Thank you for the responses. I ended up going to buckroe. Not much action though. Landed a few croaker mostly bait size. Almost landed a nice sting ray. We did see a sea turtle which was beautiful. Someone caught a 17.5" Flounder out there near the T. Might try again this weekend. Was the first trip so hey, I was just happy to be out there near the ocean. =)


----------



## Hampton (Apr 9, 2012)

I haven't had much luck at Buckroe at all this year.


----------



## thankgodforfish (Oct 3, 2010)

where have you had good luck at?


----------



## Hampton (Apr 9, 2012)

Ft. Monroe.

I've been there at least 3 times and no real disappointment yet. I will probably be there tonight and tomorrow.


----------



## sutphinda (Feb 9, 2012)

can u fish buckroe at night


----------



## sutphinda (Feb 9, 2012)

I meant fort monroe...


----------



## Hampton (Apr 9, 2012)

sutphinda said:


> I meant fort monroe...


no, it closes @ 8pm


----------



## Bayluvnnrse (Jun 17, 2012)

We fished Fort Monroe at night at the base of the bridge leading into Ft. Monroe from Mellen St. Fishing was very good there on the bridge and at the base of the bridge for a few weeks (big blues and croakers mostly), then the Hampton P.D. started handing out tickets for fishing from the bridge (yes, there is a sign posted but the fishing was too good). Several people, including my fishing buddy, went to court for the tickets, and the charges were dropped, but the judge said fishing at the base of the bridge is ok, just not ON the bridge. Haven't fished there since Mother's Day though. Heard the bite had dropped off considerably, but I will return soon to see for myself.
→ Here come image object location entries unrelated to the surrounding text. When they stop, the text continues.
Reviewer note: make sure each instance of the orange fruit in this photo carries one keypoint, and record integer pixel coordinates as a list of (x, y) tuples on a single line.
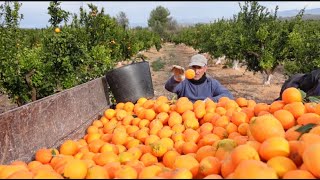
[(158, 149), (311, 159), (69, 147), (57, 30), (264, 127), (149, 172), (102, 159), (188, 162), (148, 159), (254, 169), (274, 146), (126, 172), (285, 117), (291, 95), (97, 172), (209, 165), (244, 152), (75, 169), (296, 108), (43, 155), (21, 174), (276, 105), (298, 174), (205, 151), (281, 165), (190, 73), (242, 102), (169, 157)]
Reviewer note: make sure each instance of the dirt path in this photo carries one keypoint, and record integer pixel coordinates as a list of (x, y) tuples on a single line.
[(241, 83)]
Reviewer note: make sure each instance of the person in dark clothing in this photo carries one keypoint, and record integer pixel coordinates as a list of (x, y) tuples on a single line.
[(308, 83), (202, 86)]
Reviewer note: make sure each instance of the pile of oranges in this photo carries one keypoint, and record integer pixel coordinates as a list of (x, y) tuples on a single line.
[(162, 138)]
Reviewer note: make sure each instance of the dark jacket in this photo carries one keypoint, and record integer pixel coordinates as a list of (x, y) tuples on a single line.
[(206, 87)]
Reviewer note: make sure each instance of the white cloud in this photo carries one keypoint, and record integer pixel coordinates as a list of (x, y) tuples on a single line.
[(138, 12)]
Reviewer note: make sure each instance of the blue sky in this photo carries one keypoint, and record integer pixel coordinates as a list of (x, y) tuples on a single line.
[(138, 12)]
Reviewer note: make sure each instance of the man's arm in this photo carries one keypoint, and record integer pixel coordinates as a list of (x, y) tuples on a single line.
[(173, 81), (220, 91), (171, 84)]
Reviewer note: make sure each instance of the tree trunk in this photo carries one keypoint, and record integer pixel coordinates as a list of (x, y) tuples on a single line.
[(33, 89), (267, 76), (235, 64)]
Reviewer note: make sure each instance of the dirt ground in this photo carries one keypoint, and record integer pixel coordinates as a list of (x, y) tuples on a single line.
[(241, 83)]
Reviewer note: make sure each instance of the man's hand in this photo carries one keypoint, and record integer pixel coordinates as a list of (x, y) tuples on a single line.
[(178, 72)]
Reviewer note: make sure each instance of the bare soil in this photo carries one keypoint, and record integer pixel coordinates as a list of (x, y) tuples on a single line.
[(241, 83)]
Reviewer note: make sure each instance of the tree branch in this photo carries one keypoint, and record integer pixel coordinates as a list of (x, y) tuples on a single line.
[(29, 83)]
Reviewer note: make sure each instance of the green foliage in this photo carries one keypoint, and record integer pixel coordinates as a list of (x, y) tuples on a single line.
[(259, 40), (158, 64), (57, 14), (35, 63), (161, 23)]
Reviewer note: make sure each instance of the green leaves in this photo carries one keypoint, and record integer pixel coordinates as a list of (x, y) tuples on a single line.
[(42, 62)]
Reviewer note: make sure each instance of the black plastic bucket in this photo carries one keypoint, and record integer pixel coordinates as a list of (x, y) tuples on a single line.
[(130, 82)]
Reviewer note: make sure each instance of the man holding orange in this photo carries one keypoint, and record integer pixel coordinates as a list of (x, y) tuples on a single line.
[(198, 85)]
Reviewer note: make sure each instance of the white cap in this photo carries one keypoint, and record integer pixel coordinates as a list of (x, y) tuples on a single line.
[(198, 60)]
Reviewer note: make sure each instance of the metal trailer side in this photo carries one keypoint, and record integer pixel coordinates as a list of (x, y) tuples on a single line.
[(51, 120)]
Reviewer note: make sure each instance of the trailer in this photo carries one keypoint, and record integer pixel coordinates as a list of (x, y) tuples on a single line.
[(50, 121)]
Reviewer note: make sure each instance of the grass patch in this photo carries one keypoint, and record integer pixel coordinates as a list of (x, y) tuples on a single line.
[(158, 64)]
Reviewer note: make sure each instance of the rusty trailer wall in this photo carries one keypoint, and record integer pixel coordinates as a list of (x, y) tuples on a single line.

BTW, I have been lurking here for quite awhile. I couldn't stand it anymore, and decided to join the ranks. I'm just overwhelmed by all the knowledge I've gleaned from this site, and you guys are just fantastic! Love the stories, the pics...everything!


----------



## Hampton (Apr 9, 2012)

Bayluvnnrse said:


> We fished Fort Monroe at night at the base of the bridge leading into Ft. Monroe from Mellen St. Fishing was very good there on the bridge and at the base of the bridge for a few weeks (big blues and croakers mostly), then the Hampton P.D. started handing out tickets for fishing from the bridge (yes, there is a sign posted but the fishing was too good). Several people, including my fishing buddy, went to court for the tickets, and the charges were dropped, but the judge said fishing at the base of the bridge is ok, just not ON the bridge. Haven't fished there since Mother's Day though. Heard the bite had dropped off considerably, but I will return soon to see for myself.


I see ppl fishing there every time I go out there, I'm just to scared to do it myself lol


----------



## Bayluvnnrse (Jun 17, 2012)

It's a lot of fun if the fishing is good. We always fish at night, and late into the night. Traffic on the bridge slows in the evening, but the Hampton P.D. is patrolling. One female officer told us you couldn't fish anywhere along that strip, even on the rocks, but the judge said it was ok, as long as we're not on the bridge itself. And, the only sign posted in ON the bridge.

Used to fish the Engineers (finger pier) until they closed that after the hurricane. Fishing there was awesome at night!


----------